AIIM Survey Shows Companies Starting to Wrestle with Document Chaos
March 10, 2008 Timothy Prickett Morgan
The first step toward solving any problem is, as we all know, admitting that there is a problem in the first place. The proliferation of various forms of structured and unstructured information and the persistence of paper-based documents has made a mess of things. But according to a recent survey of companies performed by AIIM, an association of vendors and users in the electronic content management space, companies are finally starting to wake up and smell the ECM software.
AIIM used to be known as the Association for Information and Image Management, but has evolved into one of those organizations that is known by its old acronym even though its mandate has evolved alongside the market and the acronym is really meaningless. (This suggests a rebranding is appropriate, but that can be a real pain–trust me, IT Jungle was formerly known as Midrange Server.) In fact, the organization was founded over 60 years ago, and was once the National Microfilm Association. So AIIM knows a thing or two about document storage and has, to its credit, evolved along with the technologies used to create and archive data.
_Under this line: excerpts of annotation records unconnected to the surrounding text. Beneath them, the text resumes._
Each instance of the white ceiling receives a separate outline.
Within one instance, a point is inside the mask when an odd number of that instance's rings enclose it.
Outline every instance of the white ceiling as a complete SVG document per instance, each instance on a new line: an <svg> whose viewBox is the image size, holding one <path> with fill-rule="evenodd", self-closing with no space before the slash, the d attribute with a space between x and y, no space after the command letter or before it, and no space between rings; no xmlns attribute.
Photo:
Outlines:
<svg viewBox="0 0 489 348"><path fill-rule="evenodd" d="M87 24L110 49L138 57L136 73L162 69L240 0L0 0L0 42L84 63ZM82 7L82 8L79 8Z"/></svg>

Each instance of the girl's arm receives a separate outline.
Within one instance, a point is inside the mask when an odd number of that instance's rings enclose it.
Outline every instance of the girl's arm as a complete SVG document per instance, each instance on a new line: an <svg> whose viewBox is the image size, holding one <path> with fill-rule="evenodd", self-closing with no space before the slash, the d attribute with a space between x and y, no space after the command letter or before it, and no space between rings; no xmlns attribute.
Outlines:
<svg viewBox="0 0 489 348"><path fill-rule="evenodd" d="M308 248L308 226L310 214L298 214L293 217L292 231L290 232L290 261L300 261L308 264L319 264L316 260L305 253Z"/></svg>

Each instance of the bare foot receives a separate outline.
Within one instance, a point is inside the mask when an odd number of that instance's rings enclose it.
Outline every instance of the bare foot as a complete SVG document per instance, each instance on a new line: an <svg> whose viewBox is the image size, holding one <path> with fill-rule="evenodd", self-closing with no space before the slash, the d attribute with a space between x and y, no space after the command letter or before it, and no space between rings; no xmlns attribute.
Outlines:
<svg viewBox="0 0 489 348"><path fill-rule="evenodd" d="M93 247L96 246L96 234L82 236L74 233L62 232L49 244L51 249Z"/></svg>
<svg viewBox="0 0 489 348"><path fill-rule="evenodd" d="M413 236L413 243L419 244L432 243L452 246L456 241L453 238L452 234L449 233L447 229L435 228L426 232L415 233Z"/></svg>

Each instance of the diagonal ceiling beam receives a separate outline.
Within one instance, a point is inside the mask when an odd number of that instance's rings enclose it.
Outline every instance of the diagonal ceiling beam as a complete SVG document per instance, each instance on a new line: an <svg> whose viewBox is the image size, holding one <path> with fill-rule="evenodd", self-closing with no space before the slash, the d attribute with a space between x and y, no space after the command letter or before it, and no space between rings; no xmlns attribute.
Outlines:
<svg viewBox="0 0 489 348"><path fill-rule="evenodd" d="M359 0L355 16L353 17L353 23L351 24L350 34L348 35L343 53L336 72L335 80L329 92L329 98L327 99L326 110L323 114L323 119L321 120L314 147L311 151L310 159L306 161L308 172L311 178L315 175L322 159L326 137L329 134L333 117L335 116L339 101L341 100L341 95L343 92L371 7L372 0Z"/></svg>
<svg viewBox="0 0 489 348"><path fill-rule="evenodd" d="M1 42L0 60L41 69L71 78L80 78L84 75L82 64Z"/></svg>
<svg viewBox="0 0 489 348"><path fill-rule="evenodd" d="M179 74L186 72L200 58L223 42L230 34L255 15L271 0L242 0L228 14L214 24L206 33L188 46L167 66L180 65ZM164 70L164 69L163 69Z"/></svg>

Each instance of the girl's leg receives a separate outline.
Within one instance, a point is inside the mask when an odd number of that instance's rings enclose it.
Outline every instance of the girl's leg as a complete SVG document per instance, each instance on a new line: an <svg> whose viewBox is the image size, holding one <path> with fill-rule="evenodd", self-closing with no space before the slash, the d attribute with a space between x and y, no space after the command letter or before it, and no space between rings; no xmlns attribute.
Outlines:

AIIM did its annual survey of member companies to try to get a handle on how companies are coping with what it calls the chaos of electronic documents, and recently released its 2008 report, State of the ECM Industry, authored by John Mancini, the organization’s president. (You can get a copy of the report at http://www.aiim.org/industry-watch.asp.)
“In the early years of our survey, we used to find an awareness gap between large organizations and everyone else in terms of understanding the implications of the information management chaos,” explained Mancini in a statement announcing the report. “More than half of those surveyed this year expressed either marginal confidence or no confidence at all in the integrity of their electronic information. This result was true regardless of the size of the organization.”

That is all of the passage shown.